Solicitors’ letters regarding COVID-19 vaccination exemptions.

Unfortunately there is little information on this recent news report, however the British Medical Association has published a note to the effect that a number of solicitors had been threatening doctors with legal action if a doctor did not provide COVID-19 exemption for the solicitor’s clients. The BMA newsfeed stated:

The BMA’s medico-legal committee (MLC) has written to the Solicitor’s Regulation Authority (SRA), and has been assured that solicitors should not be ‘writing in offensive, threatening or intimidatory ways. And we also do not expect solicitors to pursue matters which they know have no legal merit.’
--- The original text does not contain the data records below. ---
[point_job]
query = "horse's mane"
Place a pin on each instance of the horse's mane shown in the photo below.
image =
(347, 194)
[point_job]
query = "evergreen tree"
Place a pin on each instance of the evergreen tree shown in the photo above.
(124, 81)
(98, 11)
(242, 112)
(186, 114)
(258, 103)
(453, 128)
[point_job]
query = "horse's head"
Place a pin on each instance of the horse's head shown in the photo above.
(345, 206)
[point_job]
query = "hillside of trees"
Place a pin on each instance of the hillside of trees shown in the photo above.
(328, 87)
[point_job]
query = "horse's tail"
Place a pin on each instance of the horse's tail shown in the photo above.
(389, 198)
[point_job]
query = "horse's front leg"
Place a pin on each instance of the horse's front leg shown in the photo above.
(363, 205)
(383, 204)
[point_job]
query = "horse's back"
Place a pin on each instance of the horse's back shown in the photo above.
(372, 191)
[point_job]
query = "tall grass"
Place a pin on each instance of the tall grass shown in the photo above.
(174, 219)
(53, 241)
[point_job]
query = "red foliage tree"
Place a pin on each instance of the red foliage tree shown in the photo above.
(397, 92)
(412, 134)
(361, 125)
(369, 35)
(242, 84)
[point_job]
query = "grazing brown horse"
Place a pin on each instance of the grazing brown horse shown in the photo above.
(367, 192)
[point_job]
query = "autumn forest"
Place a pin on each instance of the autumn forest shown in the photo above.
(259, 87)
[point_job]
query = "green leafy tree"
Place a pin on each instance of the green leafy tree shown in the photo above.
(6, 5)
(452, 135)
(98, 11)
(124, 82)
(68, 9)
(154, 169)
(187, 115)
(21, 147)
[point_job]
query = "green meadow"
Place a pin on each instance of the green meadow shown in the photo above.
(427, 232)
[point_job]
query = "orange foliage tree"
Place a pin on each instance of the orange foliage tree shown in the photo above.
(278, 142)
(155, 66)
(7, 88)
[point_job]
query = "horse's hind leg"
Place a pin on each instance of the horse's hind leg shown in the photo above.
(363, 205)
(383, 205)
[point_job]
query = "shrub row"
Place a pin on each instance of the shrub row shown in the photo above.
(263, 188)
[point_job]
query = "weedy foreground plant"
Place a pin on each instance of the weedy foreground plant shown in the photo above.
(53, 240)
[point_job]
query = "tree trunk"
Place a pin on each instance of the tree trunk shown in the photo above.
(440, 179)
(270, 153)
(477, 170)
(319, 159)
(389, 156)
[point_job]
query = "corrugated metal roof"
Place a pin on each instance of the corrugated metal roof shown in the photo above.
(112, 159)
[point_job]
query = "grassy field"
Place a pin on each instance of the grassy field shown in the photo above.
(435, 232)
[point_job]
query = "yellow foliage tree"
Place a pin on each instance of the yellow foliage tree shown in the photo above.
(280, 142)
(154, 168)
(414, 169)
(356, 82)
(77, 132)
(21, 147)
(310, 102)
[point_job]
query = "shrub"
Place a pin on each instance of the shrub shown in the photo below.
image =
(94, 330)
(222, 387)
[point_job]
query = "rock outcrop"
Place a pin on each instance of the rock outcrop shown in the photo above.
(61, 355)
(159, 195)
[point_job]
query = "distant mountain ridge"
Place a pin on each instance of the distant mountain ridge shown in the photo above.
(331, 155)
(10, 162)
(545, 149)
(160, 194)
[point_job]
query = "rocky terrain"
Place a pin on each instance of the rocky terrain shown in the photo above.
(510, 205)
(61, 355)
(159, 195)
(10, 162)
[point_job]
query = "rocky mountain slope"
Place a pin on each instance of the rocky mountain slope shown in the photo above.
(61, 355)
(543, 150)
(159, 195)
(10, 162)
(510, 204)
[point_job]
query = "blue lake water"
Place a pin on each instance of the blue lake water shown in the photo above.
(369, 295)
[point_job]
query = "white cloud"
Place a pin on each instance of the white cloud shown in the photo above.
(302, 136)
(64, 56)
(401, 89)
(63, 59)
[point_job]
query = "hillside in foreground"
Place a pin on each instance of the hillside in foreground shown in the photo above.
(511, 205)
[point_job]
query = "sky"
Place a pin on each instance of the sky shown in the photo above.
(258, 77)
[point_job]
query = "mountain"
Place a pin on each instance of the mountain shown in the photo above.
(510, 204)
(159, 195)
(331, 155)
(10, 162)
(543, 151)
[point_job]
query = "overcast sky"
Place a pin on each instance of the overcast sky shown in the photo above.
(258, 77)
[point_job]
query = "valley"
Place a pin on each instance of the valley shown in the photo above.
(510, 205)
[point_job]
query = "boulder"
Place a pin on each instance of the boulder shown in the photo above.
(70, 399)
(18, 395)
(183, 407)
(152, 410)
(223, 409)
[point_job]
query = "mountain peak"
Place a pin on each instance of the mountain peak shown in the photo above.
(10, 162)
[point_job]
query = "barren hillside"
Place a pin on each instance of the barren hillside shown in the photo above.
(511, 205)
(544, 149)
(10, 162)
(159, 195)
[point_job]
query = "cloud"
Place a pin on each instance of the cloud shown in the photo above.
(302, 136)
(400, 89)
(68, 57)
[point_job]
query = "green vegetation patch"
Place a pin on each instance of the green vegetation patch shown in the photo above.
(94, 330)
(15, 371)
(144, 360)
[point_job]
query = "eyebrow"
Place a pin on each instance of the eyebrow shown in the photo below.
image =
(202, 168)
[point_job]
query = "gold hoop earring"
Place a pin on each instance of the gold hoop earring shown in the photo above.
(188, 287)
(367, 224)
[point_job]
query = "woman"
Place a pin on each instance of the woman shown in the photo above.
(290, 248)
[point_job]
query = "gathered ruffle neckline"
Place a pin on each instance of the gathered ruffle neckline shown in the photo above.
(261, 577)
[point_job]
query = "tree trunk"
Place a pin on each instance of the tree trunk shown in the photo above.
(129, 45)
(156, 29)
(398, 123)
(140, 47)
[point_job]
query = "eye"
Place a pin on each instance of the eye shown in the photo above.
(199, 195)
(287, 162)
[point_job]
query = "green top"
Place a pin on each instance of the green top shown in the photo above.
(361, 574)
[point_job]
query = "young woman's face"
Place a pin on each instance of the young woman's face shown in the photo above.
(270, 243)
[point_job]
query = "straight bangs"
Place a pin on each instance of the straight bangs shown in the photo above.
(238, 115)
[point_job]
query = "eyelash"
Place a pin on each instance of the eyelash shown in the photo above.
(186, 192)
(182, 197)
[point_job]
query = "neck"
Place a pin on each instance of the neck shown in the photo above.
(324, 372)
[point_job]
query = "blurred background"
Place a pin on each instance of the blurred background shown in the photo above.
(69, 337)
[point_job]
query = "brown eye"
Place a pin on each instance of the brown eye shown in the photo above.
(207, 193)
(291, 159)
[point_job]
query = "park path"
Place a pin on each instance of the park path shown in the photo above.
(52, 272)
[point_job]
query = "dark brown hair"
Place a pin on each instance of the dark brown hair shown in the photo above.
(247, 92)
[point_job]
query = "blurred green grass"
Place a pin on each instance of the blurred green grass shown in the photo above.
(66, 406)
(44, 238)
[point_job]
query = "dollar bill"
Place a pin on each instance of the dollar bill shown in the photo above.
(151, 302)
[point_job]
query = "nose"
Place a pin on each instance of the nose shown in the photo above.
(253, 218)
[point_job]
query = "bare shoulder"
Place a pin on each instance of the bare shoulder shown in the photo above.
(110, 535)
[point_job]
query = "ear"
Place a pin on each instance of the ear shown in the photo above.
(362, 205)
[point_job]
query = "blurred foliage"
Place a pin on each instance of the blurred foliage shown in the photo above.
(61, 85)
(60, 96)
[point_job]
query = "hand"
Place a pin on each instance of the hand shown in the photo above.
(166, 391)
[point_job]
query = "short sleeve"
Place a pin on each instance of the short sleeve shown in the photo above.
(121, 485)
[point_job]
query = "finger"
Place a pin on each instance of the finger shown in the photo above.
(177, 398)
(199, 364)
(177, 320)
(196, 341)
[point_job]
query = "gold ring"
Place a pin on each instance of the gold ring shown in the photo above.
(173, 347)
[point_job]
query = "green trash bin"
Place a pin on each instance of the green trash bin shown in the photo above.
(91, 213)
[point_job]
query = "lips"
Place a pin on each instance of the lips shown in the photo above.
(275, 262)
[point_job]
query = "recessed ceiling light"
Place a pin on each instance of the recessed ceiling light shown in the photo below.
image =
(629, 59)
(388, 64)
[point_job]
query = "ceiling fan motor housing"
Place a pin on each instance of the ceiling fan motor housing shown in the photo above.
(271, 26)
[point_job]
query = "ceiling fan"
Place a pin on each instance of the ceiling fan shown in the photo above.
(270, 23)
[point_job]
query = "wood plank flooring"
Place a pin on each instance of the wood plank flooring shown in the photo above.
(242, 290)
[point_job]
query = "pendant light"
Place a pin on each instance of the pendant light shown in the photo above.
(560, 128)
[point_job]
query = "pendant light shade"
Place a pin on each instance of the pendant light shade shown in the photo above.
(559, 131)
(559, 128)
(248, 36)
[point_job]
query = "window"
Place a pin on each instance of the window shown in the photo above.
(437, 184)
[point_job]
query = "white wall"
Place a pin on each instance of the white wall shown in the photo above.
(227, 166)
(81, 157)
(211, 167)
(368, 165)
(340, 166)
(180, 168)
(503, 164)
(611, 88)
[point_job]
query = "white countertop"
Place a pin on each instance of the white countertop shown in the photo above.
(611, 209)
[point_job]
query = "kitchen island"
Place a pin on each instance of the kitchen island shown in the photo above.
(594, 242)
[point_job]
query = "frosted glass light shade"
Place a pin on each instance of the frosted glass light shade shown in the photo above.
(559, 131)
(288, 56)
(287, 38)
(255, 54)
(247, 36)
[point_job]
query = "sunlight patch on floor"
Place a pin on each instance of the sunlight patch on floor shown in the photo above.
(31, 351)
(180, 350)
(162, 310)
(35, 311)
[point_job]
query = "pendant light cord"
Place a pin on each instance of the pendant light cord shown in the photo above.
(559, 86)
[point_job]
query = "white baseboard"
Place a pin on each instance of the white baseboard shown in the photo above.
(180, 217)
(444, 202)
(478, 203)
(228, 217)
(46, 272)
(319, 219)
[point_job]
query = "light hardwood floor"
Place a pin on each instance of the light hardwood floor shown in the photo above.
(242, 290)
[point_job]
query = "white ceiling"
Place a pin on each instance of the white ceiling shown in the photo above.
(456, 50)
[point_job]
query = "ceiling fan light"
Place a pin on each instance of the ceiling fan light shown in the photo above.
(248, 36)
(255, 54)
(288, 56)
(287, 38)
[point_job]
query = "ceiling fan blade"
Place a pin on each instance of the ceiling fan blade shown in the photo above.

Although related to a different aspect of COVID-19 public health orders, NSW readers will recall the recent decision in Buckley v Council of the Law Society of New South Wales [2022] NSWSC 328 (on AUSTLII). In that matter Ward CJ in Eq commented obiter at [108]:

The Council clearly had regard to the paramountcy of public interest in the administration of justice (see its reasons) and the fact that the comments were made by a legal practitioner on a law firm’s social media accounts and carrying with them the imprimatur of the legal practitioner’s status as a legal practitioner and officer of the Court, coupled with the fact that the solicitor was the solicitor on the record in the very proceedings the subject of the impugned comments, makes clear the need to give weight to the upholding of public confidence in the administration of justice (a fundamental tenet of the rule of law).